Question

The sum and product of the zerosof the quardic polynomial are 1/2 and -1/2 respectively then the polynomial is

Answer 1

${\underline{\sf{Question}}}$

The sum and product of the zeros of the quardic polynomial are 1/2 and -1/2 respectively .Find the polynomial .

${\underline{\sf{Theory}}}$

if $\sf\alpha \: and \beta$ are the zeros of a quadratic polynomial f(x) . Then the polynomial f( x) is given by

$\sf \:f(x) = k(x {}^{2} - ( \alpha + \beta )x + \alpha \beta )$

or

$\sf \: f(x) = k(x {}^{2} - (sum \: of \: the \: zeroes)x + product \: of \: the \: zeroes)$

${\underline{\sf{Solution}}}$

Let $\sf \alpha \: and \: \beta$ are the zeros of the required polynomial.

It is given that $\sf \alpha + \beta = \dfrac{1}{2}$

$\sf \: and \: \alpha \beta = \dfrac{-1}{2}$

The quadratic polynomial is

$\sf \: f(x) =k( x {}^{2} - ( \alpha + \beta )x + \alpha \beta )$

$\sf \implies \: f(x) = k(x {}^{2} - \dfrac{1}{2}x + \dfrac{-1}{2})$

Taking the LCM:-

$\sf\implies\:f(x)=k(\dfrac{2x^{2}-x-1}{2})$

Answer 2

Answer :

2x² - x - 1

$\rule{100}2$

Solution :

It is given that,

• sum of zeroes ( α + β ) = 1/2
• product of zeroes ( αβ ) = -1/2

We have to find the polynomial.

We know that,

→ Quadratic Polynomial = k [ x² - ( sum of zeroes )x + ( product of zeroes )]

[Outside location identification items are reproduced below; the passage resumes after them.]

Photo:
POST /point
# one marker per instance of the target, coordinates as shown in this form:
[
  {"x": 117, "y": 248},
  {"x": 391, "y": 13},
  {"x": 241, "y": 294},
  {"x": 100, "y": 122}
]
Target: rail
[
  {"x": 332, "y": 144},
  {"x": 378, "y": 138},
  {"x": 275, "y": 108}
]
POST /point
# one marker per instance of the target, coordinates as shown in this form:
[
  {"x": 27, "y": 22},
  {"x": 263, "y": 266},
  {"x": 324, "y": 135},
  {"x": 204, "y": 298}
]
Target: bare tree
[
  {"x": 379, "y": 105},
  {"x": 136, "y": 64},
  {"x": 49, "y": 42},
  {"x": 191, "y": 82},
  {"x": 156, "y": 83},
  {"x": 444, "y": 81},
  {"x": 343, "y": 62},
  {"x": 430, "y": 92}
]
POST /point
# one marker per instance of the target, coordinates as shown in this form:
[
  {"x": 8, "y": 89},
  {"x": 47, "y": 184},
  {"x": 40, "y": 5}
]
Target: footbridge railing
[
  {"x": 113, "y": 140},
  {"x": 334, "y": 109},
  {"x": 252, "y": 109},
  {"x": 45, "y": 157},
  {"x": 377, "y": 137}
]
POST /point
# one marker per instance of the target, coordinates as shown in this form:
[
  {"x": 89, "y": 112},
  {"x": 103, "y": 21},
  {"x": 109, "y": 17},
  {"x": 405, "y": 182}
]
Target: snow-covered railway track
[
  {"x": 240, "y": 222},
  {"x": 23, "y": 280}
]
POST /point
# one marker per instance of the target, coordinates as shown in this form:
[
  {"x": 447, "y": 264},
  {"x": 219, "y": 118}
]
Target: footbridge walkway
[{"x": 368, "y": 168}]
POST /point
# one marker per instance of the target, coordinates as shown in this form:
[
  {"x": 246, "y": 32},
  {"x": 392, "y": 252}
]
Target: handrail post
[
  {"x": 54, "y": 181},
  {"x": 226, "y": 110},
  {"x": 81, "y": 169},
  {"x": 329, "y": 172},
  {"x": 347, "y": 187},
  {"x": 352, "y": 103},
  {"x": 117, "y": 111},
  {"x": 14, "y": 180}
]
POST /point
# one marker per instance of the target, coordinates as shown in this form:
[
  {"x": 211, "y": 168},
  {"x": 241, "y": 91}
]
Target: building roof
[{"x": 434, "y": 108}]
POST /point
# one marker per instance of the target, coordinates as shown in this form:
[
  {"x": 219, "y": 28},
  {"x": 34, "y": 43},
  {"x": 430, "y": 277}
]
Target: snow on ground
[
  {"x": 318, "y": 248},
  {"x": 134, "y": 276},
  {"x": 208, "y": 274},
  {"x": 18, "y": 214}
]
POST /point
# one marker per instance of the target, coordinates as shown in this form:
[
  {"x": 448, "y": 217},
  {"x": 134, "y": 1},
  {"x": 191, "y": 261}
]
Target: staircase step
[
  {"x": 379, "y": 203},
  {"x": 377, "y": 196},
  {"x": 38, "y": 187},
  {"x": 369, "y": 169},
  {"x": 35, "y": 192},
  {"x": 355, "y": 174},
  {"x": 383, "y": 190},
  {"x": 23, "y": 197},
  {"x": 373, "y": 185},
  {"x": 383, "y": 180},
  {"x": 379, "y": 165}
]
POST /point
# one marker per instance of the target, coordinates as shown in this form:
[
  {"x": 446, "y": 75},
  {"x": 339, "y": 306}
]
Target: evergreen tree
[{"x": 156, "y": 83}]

$\sf k [ x^2 - \dfrac{1}{2} \times x + \dfrac{(-1)}{2}]$

$\sf = k [x^2 - \dfrac{x}{2} - \dfrac{1}{2}]$

In order to remove 2 from the denominator, let k = 2.

Now,

$\sf = 2 [ x^2 - \dfrac{x}{2} - \dfrac{1}{2}]$

$\sf = 2x^2 - x - 1$

Hence,

the quadratic polynomial is 2x² - x - 1.

$\rule{100}2$